In November, Professor Thomas Gold gave a talk at Stanford University about “The changing field of power in post-martial law Taiwan.” Taiwan Insights caught up with Gold to ask him more about his research for his next book Remaking Taiwan: Society and the State Since the End of Martial Law.
When Gold first visited Taiwan in 1969, the power structure was clear and centralized under martial law. It rested on Chiang Kai-shek and his Kuomintang (KMT). However, with the ending of martial law in 1987, a different set of rules, positions and players on the field began to emerge. “After lifting martial law, every power tried to get their voices heard,” said Gold. The shift meant that the status quo and emerging parties struggled to figure out the relevance of their forms of capital.
The lifting of martial law was a game changer since results were no longer predictable. Instead of a centralized form of government, the fields were more autonomous and horizontal, Gold commented. For so many years, people in Taiwan knew the rules and the “punishment” under martial law. However, starting from the 1970s, the punishment became unknown, leaving more uncertainty about how to strategize behavior to achieve desired results.
In the mid-1970s, Chiang Kai-shek passed away, and his son, Chiang Ching-kuo, assumed the leadership. Many have credited Chiang Ching-kuo for being a wise leader who abolished martial law because he realized that the system his father had built could not be sustained or reproduced by his successors. Others believed that the lifting of martial law was a direct result of the socio-political movements mobilized by the Dangwai (outside the party), the forerunner of the Democratic Progressive Party, which prompted Chiang Ching-kuo’s actions. Most agreed it was a little of both, concurring that if not for Chiang Ching-kuo, the transition would not have been peaceful and smooth.
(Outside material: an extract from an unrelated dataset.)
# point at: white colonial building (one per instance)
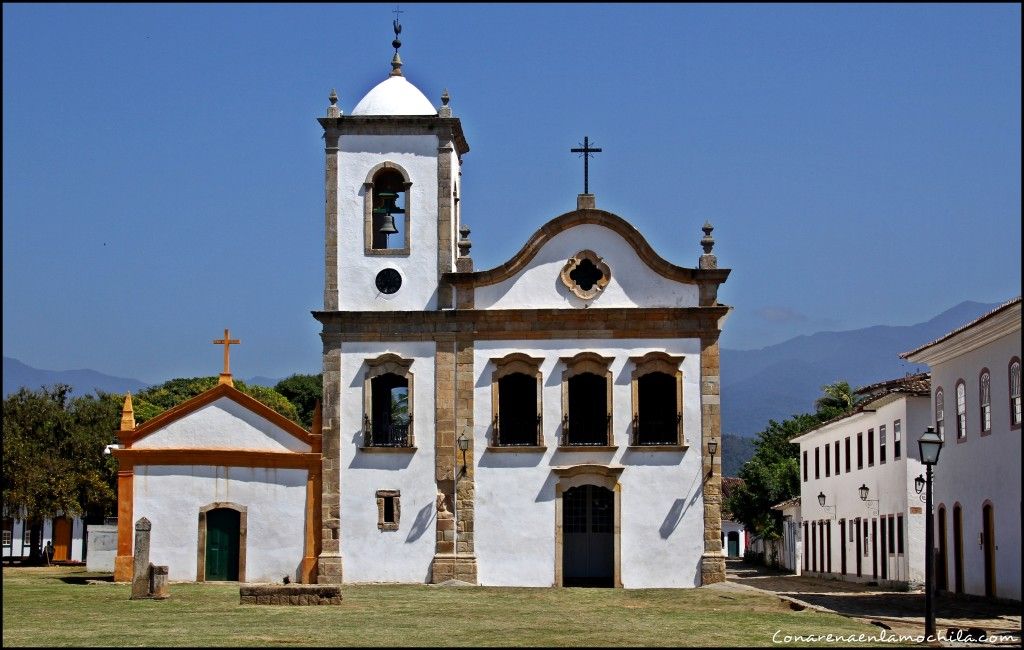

Gold credits Taiwan’s institutions as the reason for no one saying they wanted martial law back. “One of the strong things is the institutions that have taken shape since the end of martial law.” He referred to Egypt’s recent multi-party elections and its quick change of leadership, only for some of the same protesters to overthrow its own elected president and turn its back on the newly established system. The consequence is violent civil uprisings, with neither side acknowledging the legitimacy of the other side.
Also, the reality of the cross-strait relationship is different. The China factor was cautiously controlled by the KMT in domestic politics before the lifting of martial law. China used to be an outsider in Taiwan. Nowadays, people from the mainland, from government officials, business people to tourists, interact with Taiwanese citizens directly or indirectly. And given that Chinese President Xi Jinping is still fairly new, there is still uncertainty about how much the China factor will further affect Taiwan’s domestic politics, according to Gold.